Шагая по тропинке, он шарил глазами вокруг себя в поисках цветов, единственной в мире природы вещи, которую любил, в чем честно мог признаться. Но, как и следовало ожидать, на всем участке не росло ни единого цветка. Люди здесь ценили цветы лишь как символ секса-и-богатства, они посылали девушкам орхидеи, делая заказ в магазине или по телефону, а придись им самим выбирать букет, они бы не узнали орхидеи среди других цветов. Никому не интересно, чтобы вокруг его дома росли цветы: зачем утруждать себя, разбивать клумбу, сажать розы, ухаживать за ними, если можно позвонить и тебе через час доставят целый «кадиллак» роз? Роджер с горечью вспомнил сад роз в окрестностях Морано, дом близ Севеноукс, в котором они с Памелой прожили пять лет, – когда она ушла от него, он подумал, что будет разорительно содержать его (и так оно на деле оказалось), и пришлось продать сад еврею, который торговал всякой женской одеждой для лыжных прогулок.
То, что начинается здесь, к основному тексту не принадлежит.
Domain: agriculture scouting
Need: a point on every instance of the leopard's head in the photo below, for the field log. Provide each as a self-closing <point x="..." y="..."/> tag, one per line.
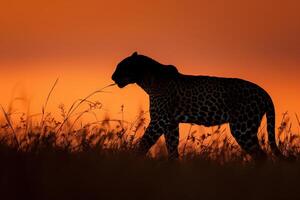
<point x="127" y="71"/>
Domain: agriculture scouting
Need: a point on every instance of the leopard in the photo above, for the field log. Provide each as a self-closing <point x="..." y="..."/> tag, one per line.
<point x="198" y="99"/>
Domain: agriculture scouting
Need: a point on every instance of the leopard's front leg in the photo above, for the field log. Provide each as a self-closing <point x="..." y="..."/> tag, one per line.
<point x="151" y="135"/>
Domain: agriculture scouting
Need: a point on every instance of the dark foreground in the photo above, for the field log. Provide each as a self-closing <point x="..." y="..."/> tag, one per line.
<point x="54" y="174"/>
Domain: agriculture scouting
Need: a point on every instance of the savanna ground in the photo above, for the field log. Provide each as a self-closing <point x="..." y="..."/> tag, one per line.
<point x="49" y="158"/>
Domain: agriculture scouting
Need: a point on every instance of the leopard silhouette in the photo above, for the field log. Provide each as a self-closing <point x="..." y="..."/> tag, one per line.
<point x="204" y="100"/>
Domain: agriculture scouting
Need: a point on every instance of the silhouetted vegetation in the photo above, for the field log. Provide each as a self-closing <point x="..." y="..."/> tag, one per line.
<point x="60" y="159"/>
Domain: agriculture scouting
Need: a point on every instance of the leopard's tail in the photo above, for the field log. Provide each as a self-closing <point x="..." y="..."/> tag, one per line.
<point x="270" y="114"/>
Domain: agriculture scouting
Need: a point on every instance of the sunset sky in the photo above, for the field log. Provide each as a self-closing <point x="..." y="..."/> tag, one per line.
<point x="82" y="41"/>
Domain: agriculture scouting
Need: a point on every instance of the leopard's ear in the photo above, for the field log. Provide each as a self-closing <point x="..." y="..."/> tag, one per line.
<point x="171" y="69"/>
<point x="134" y="54"/>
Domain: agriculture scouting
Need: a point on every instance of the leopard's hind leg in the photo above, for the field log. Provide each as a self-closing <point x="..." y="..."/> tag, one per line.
<point x="245" y="133"/>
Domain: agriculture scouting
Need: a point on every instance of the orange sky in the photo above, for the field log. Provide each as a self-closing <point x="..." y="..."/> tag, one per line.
<point x="82" y="41"/>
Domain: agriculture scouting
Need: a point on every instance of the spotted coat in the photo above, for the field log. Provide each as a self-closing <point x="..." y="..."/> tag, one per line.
<point x="178" y="98"/>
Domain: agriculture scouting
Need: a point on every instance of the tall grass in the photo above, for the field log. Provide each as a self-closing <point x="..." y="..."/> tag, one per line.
<point x="118" y="135"/>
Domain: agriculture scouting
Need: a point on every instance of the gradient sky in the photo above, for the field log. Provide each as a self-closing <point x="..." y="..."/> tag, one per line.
<point x="82" y="41"/>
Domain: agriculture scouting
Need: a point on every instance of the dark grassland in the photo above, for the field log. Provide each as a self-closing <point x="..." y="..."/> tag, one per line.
<point x="60" y="159"/>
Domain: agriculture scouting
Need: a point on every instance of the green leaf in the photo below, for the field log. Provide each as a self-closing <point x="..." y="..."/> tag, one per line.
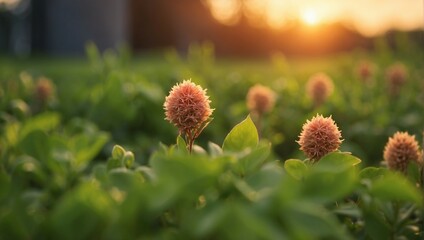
<point x="295" y="168"/>
<point x="254" y="159"/>
<point x="243" y="135"/>
<point x="118" y="152"/>
<point x="36" y="144"/>
<point x="337" y="162"/>
<point x="128" y="159"/>
<point x="113" y="163"/>
<point x="85" y="147"/>
<point x="413" y="172"/>
<point x="214" y="149"/>
<point x="394" y="186"/>
<point x="327" y="186"/>
<point x="45" y="122"/>
<point x="181" y="144"/>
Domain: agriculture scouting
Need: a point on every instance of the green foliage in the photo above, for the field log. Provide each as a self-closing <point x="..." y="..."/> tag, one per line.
<point x="63" y="174"/>
<point x="243" y="135"/>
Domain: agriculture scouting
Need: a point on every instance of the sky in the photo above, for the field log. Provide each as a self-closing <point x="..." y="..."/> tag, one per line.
<point x="369" y="17"/>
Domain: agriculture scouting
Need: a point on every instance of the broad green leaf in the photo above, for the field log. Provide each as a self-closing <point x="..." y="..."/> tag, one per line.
<point x="81" y="212"/>
<point x="337" y="162"/>
<point x="394" y="186"/>
<point x="243" y="135"/>
<point x="118" y="152"/>
<point x="128" y="159"/>
<point x="11" y="133"/>
<point x="113" y="163"/>
<point x="254" y="159"/>
<point x="85" y="147"/>
<point x="295" y="168"/>
<point x="214" y="149"/>
<point x="413" y="172"/>
<point x="329" y="186"/>
<point x="375" y="224"/>
<point x="181" y="144"/>
<point x="311" y="221"/>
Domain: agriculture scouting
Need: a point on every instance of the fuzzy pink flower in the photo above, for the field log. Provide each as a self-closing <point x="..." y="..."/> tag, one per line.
<point x="319" y="137"/>
<point x="187" y="107"/>
<point x="396" y="76"/>
<point x="400" y="150"/>
<point x="319" y="87"/>
<point x="260" y="99"/>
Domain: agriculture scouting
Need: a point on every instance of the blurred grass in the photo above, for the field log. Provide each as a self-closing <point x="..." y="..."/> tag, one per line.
<point x="134" y="115"/>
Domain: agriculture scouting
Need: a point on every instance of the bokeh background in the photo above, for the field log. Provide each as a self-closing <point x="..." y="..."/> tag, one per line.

Что подобный тип понимал в огромных желтых «наядах» или невероятно благоуханных «этуаль д'олланд», которые в это время успели отцвести, не говоря уже о более утонченных летних сортах, таких как «розамунда», – белая мускусная роза, о которой Билл Сассекс однажды сказал, что хотел бы иметь что-нибудь хотя бы вполовину столь же прекрасное в своем саду? Роджер видел себя сейчас в Морано – он с секатором в руке, сделанным для него Уилкинсоном, намечает, какие розы срежет на следующей неделе себе в бутоньерку, или рассказывает об истории редких сортов очаровательной молодой женщине.